POSITIVE OUTLOOK: Employment law partner Lorna Valcin

BLACK WORKERS could greatly benefit from government plans to allow employees more legal right to request flexible working patterns, a legal expert has said.

Lorna Valcin, employment law partner at Colemans-CTTS in Kingston, London, said the reforms would help ensure black workers get better work/life balance.

Among the reforms, which were announced by deputy Prime Minister Nick Clegg and expected by 2015, is allowing parents to take turns in maternity and paternity leave.

The changes are also expected to make it easier for extended family members to play a greater role in helping parents with childcare.

She told The Voice : “This announcement is welcome and encouraging news.
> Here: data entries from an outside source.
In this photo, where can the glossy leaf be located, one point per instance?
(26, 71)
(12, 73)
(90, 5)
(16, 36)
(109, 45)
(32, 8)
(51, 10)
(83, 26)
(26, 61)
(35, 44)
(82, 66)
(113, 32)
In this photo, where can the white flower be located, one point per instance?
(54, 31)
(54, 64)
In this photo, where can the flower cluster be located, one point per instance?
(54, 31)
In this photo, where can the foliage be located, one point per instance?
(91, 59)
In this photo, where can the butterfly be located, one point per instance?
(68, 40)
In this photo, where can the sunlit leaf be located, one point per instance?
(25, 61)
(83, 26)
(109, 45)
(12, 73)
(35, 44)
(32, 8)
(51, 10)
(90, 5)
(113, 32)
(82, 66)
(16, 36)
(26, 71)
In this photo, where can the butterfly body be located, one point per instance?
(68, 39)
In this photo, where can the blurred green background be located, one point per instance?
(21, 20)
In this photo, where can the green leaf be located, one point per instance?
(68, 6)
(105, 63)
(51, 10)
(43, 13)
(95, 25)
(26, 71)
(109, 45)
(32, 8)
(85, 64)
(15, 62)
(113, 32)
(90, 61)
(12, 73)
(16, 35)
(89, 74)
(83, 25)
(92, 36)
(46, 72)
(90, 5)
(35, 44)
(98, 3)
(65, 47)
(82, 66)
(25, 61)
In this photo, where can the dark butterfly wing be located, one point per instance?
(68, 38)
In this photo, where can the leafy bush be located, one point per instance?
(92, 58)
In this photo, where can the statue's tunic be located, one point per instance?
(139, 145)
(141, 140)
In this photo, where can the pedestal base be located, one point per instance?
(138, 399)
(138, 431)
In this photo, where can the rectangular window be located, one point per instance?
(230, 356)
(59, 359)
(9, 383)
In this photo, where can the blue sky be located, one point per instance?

According to a recent Office of National Statistics report, the biggest percentage of lone-parent households is among black ethnic groups - forty-eight per cent of black Caribbean families have one parent, as do 36 per cent of black African households.”

She added: “Therefore, (the) news will, it is hoped, relieve the burden on managing family life. Providing increased flexibility for all will mean that lone parents will be able to share childcare commitments with extended family and friends more easily.

“This would help to reduce child care costs considerably and mean that mothers are able to more easily return to work and get a better work-life balance when they do.”

The government said employers would not be forced to accept a flexible working request but would have to give a good reason for turning down requests.

While reforms have been welcomed, critics have raised concerns about how flexible working may impact worker’s incomes and affect the costs incurred by especially smaller businesses.

However, Valcin urged employers to keep an open mind and focus on potential benefits.

“Employers may, at first, be concerned about how they will manage flexible workers. However they must remain open minded to the potential benefits of such a change (with) the biggest benefit being to retain loyal, happier, staff,” she said.

“Often customers would like to see more flexible business operating hours and by allowing employees to work outside of the traditional 9-5, they will be able to meet this demand.”